After a rather late start the next day, I joined the huge group from my hostel and went out to the Summer Palace. The Summer Palace. like almost everything else in China, is big. There are canals, temples, and a giant man made lake. We spend a good couple hours walking around and seeing everything that there was to see, like the longest case walk in the world. I also saw, I kid you not, a t-shirt that depicted President Obama in full Mao dress. I nearly bought it, but decided against having my patriotism questioned. But it was really hard.
The Summer Palace has this really crazy stone show bost. It's like a Mississippi River steamer made of stone. From what I understand, one of the Chinese Empresses used
to entertain on it many years ago and now it is permanently docked in the Summer Palace Lake.
The Temple of Heaven. The most important place in ancient China. With a long temple complex that leads you through the chain of the most sacred places in ancient China, where the Son of Heaven communicated with the heavens to bring a good harvest to the people. The Emperor would make the ceremonial walk down the temples and pray as he moved. This foreigner, on the other hand, does it backwards.

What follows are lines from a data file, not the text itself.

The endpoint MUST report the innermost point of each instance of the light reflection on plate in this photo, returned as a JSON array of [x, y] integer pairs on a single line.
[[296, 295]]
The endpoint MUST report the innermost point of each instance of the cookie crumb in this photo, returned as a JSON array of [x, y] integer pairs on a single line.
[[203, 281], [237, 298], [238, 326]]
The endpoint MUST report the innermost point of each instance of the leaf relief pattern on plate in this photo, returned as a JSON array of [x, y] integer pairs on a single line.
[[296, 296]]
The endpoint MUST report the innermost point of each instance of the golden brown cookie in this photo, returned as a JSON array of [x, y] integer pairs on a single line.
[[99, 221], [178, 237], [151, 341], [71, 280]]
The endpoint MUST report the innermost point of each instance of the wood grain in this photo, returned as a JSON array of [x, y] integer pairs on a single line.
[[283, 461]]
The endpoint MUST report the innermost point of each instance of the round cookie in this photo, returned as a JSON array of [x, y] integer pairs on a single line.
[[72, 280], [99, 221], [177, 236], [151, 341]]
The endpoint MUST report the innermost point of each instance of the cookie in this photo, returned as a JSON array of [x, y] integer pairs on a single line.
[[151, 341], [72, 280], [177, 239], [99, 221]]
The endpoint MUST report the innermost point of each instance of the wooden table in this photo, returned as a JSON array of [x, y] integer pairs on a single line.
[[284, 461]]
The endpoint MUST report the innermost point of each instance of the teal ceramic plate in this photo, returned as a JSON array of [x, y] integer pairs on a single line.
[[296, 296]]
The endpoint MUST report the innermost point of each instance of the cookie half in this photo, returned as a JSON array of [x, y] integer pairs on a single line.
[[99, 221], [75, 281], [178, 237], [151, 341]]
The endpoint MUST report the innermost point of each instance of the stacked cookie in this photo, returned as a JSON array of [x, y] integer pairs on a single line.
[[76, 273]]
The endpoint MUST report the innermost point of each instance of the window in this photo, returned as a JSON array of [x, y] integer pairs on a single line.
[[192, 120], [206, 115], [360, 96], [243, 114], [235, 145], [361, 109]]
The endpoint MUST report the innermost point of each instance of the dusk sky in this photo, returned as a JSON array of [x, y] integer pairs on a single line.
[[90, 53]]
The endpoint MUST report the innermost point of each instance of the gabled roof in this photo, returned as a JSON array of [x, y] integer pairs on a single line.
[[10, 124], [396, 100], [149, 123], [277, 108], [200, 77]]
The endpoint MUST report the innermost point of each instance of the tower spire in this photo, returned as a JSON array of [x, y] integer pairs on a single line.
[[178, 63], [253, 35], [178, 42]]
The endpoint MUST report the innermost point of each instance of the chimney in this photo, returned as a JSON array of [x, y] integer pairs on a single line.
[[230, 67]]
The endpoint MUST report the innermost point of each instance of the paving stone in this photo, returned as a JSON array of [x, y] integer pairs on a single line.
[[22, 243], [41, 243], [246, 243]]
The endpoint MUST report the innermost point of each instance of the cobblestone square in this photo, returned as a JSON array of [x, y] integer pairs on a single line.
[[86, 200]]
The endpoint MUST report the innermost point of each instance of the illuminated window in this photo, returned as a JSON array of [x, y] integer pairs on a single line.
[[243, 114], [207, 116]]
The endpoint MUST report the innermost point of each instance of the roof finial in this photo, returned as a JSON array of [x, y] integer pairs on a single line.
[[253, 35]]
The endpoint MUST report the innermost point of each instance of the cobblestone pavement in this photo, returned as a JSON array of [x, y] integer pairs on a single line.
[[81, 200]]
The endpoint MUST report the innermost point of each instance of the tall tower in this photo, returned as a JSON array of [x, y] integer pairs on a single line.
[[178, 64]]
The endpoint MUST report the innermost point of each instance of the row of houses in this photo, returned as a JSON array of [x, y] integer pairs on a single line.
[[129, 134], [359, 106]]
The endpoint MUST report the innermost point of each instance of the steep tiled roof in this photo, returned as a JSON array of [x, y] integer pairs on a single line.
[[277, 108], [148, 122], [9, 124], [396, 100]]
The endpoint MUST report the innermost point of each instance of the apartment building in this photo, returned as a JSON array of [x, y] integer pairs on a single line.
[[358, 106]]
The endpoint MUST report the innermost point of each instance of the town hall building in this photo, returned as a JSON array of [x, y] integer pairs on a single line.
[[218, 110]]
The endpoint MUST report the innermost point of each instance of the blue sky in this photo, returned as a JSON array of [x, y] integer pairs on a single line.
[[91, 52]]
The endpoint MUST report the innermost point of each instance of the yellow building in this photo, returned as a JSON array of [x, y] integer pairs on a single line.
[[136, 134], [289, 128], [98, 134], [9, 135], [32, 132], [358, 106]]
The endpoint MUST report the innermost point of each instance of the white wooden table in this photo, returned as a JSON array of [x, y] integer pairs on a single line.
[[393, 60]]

I got off the subway and didn't really see anyplace to enter the complex, so I followed the outside wall, found an entrance, got my cute map, and headed in. Parks in China are big, beautiful and full of people. People exercising, reading, practicing characters with water on the sidewalks, families having picnics, massive amounts of people. I make my way into the complex walk into the first raised platform and discover that I've gone the back way into the complex. Way to go foreigner.
As I walked the complex backwards, I was reminded about how big everything was. When people say everything's big in the US, they
need to add China into the saying. I felt like I was walking the length of 2 football fields. My advice to anybody going to China is to bring some serious walking shoes. You'll need them.

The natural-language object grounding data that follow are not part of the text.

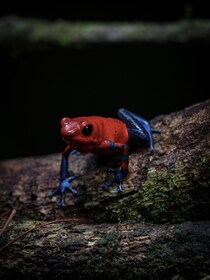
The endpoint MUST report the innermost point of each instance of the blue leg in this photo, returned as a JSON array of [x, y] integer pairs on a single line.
[[64, 180], [138, 128], [122, 172]]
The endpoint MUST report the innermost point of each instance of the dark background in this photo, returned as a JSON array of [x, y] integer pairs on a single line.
[[40, 87]]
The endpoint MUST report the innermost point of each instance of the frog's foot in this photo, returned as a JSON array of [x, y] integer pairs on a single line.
[[65, 184], [118, 178]]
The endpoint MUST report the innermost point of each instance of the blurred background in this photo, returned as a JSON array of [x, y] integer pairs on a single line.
[[42, 82]]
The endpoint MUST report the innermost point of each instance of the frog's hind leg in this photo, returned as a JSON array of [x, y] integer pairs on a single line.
[[138, 128]]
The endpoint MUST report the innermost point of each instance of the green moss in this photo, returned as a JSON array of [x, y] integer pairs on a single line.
[[170, 195]]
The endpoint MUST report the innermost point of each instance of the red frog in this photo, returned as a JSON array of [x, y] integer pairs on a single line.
[[102, 135]]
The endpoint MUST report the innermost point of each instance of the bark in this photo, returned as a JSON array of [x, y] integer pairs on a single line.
[[20, 34], [107, 236]]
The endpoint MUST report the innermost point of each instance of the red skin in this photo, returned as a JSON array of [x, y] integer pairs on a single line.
[[104, 131]]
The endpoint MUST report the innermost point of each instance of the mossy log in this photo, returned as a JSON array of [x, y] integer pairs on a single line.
[[20, 34], [111, 234]]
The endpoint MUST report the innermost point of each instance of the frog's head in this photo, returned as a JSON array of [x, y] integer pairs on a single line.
[[77, 130]]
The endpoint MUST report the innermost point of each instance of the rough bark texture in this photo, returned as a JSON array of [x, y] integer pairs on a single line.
[[25, 34], [172, 186]]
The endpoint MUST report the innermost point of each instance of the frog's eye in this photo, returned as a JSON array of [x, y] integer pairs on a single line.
[[87, 130]]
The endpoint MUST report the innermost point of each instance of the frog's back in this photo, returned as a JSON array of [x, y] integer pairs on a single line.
[[111, 129]]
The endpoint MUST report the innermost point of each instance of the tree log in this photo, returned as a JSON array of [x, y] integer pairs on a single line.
[[21, 34], [106, 235]]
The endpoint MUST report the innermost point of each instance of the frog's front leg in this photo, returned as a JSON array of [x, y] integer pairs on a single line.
[[64, 180], [122, 172]]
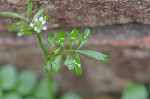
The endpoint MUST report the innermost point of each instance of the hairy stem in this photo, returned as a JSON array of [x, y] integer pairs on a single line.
[[41, 45], [49, 75]]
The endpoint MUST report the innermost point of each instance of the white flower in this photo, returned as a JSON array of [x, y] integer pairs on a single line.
[[43, 22], [44, 28], [41, 19], [38, 31], [31, 25], [35, 28], [36, 20]]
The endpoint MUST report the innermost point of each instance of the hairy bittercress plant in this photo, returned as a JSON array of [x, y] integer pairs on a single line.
[[54, 58]]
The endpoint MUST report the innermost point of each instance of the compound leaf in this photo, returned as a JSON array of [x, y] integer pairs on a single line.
[[93, 54]]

My last day in China was actually pretty fun. I started the day with Meishel, the hostel assistent and a group of other guests heading out to the Antiques Market. Now, I'm not usually one for markets. I feel like I see a lot of stuff that's a little dubious and a lot of pushy shop keepers. The Antiques Market was really nice. I mean, sure, there was a lot of fakes going around, but it wasn't nearly as in my face as other markets. I bought some good art, some of it fake, and enjoyed some really good food at the restaurant on the outskirts of the market. We all had a really great time.
After the market I went out with a couple of fashion designers from Australia to the Birds Nest. That stadium is a beautiful statement to modern architecture. All that steel wrapping around itself. All the round lines just moving around this colossal stadium. I didn't need
to go in it to feel the power that it holds. The modern swimming cube was crazy and I have to say, I am very glad that China took the risk with those modern stadiums. Most Olympic stadiums that I've seen were these huge horseshoe sized concrete monstrosities that can be pretty lack-luster, but the Chinese stadiums were beautiful. A true statement to modern architecture.
I can't tell you why I was intimidated by China. Probably by the language barrier, the size, and a little influence by the government. Beijing was super easy to get around. Yeah, I had some problems in restaurants, but it was just easier to smile, point, and try not to be too much trouble. A place I wouldn't mind heading to again.